IDENTIFIER ses limitations

Posons-nous cette question : si j’avais une baguette magique, si je n’avais aucune limitation de temps, de connaissances, d’argent… quelle serait ma réalité ? Plus concrètement, si demain je touchais un milliard d’euros, qu’est-ce que je ferais différemment ?

C’est peut-être le bon moment pour vous demander ce que vous feriez si vous receviez, là, maintenant, un milliard d’euros… Même si votre travail vous plait et vous épanouit, continueriez-vous à le faire exactement de la même façon ?

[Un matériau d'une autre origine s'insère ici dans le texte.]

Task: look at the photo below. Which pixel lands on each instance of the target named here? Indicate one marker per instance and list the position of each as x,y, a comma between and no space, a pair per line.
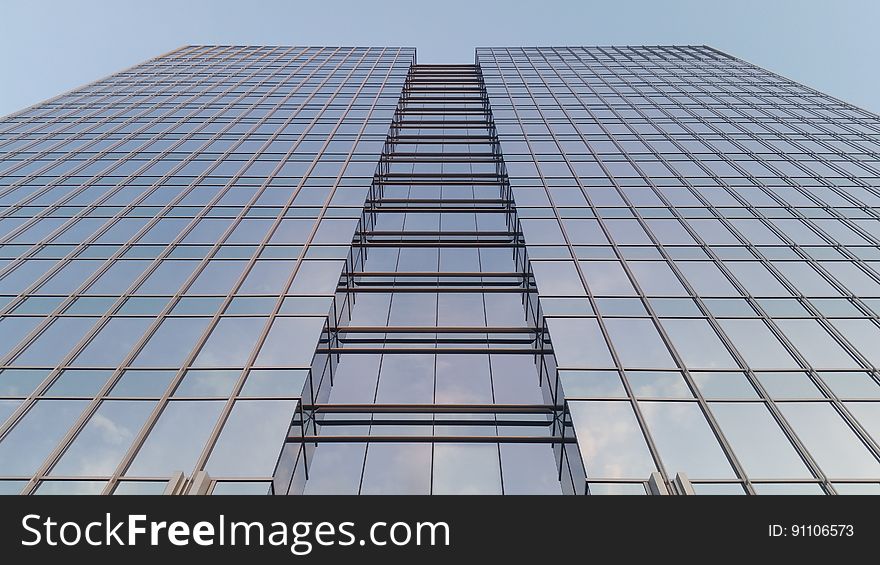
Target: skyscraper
603,270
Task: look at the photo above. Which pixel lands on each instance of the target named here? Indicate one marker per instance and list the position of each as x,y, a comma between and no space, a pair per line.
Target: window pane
638,344
251,439
230,342
171,343
23,449
113,342
685,441
698,344
757,344
832,443
816,345
291,342
466,469
758,441
106,437
55,342
578,343
397,469
177,439
610,440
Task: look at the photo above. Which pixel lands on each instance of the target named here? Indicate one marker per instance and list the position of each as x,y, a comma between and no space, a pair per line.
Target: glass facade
304,270
709,232
171,241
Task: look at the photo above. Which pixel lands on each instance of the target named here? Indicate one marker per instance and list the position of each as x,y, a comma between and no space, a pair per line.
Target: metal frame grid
227,127
442,135
690,135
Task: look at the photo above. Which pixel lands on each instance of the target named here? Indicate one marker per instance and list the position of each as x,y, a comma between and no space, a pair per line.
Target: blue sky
48,47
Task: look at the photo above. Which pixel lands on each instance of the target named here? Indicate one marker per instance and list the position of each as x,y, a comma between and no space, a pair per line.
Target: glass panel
251,439
578,343
610,440
70,487
466,469
171,343
207,383
113,342
638,344
336,469
758,442
241,488
274,383
816,345
55,342
698,344
529,469
177,438
99,447
685,441
78,383
844,385
290,342
397,469
230,342
832,443
653,384
150,384
724,385
25,447
759,347
20,382
789,385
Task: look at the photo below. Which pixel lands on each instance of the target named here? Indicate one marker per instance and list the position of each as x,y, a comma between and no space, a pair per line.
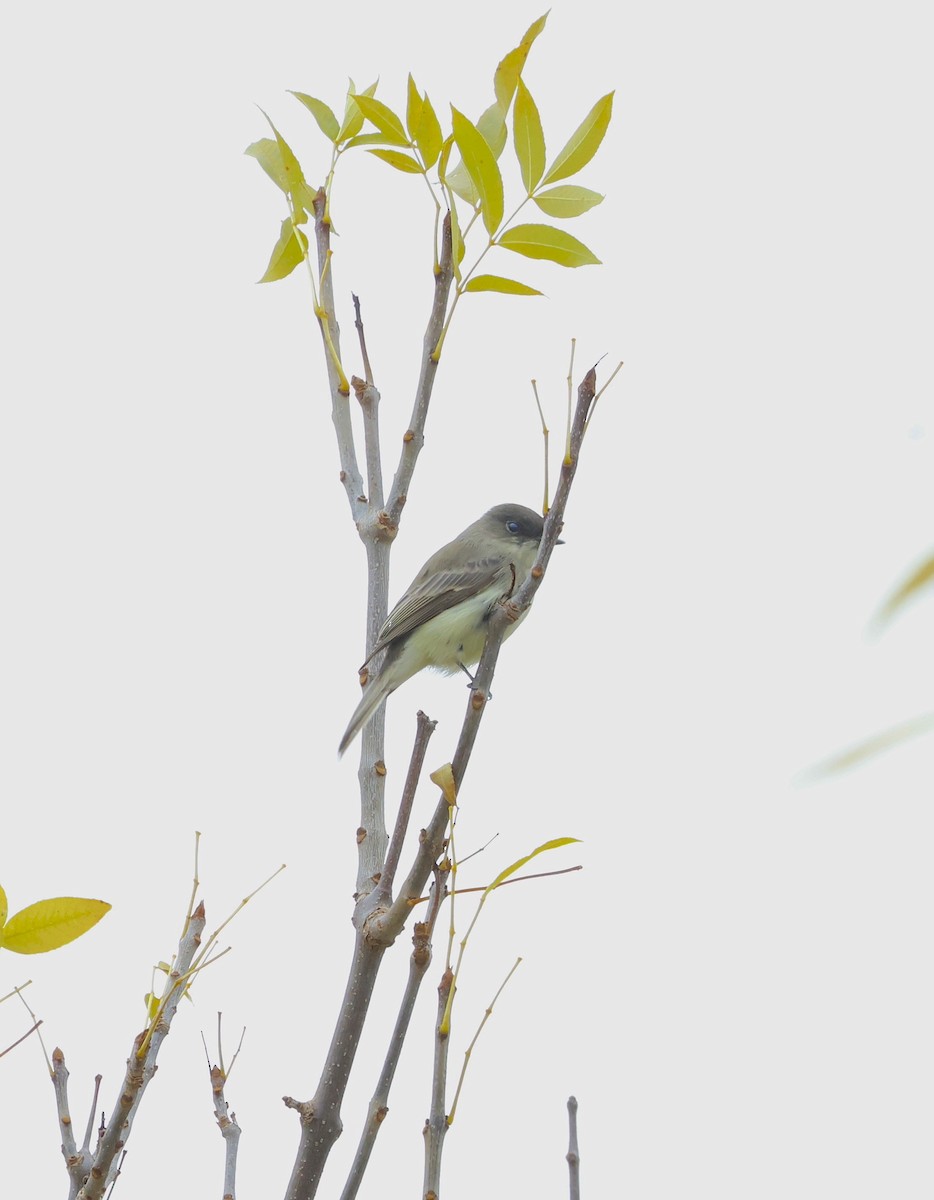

Pour ma part, l’argent n’a jamais été une contrainte. Même avant d’en avoir, j’ai toujours été convaincu qu’il était un outil et que l’ « intendance » suivrait mes projets. En revanche, je me sentais limité par mes compétences : je ne me sentais pas capable d’écrire un livre ou de réaliser une vidéo, j’avais de réelles peurs par rapport à cela…

En m’imaginant sans mes limitations, j’ai réalisé que je me sentais bien en aidant les autres et que la richesse de mes expériences (d’entrepreneur ayant connu de grandes difficultés mais également de grandes réussites, de personne ayant beaucoup travaillé sur elle et recherchant le bonheur) pouvaient contribuer à aider d’autres personnes.

J’ai donc réorienté mon temps et mes ressources. Pour communiquer mon message, j’ai décidé de dépasser ma peur du regard de l’autre et j’ai entrepris de partager mon expérience, d’abord par l’écrit, puis par la vidéo…

Et vous, avez-vous identifié vos limitations ? Que feriez si demain vous touchiez un milliard d’euros ?

Bonne journée !
Ludovic

POURQUOI est-ce important de LÂCHER PRISE ?

En 2015, je décide de suivre un séminaire de développement personnel axé sur la réalisation de projets entrepreneuriaux.

J’ai beaucoup de mal à organiser mon déplacement : des problèmes de réservation d’avion, d’hôtel… En arrivant enfin à destination, mon dos commence à me faire souffrir.

À la fin du stage, j’exprime mon projet : créer un centre pour entrepreneurs éthiques souhaitant participer à l’émergence d’un monde meilleur, dans lequel coexisteraient une école à la création d’entreprise, un incubateur et un centre de co-working.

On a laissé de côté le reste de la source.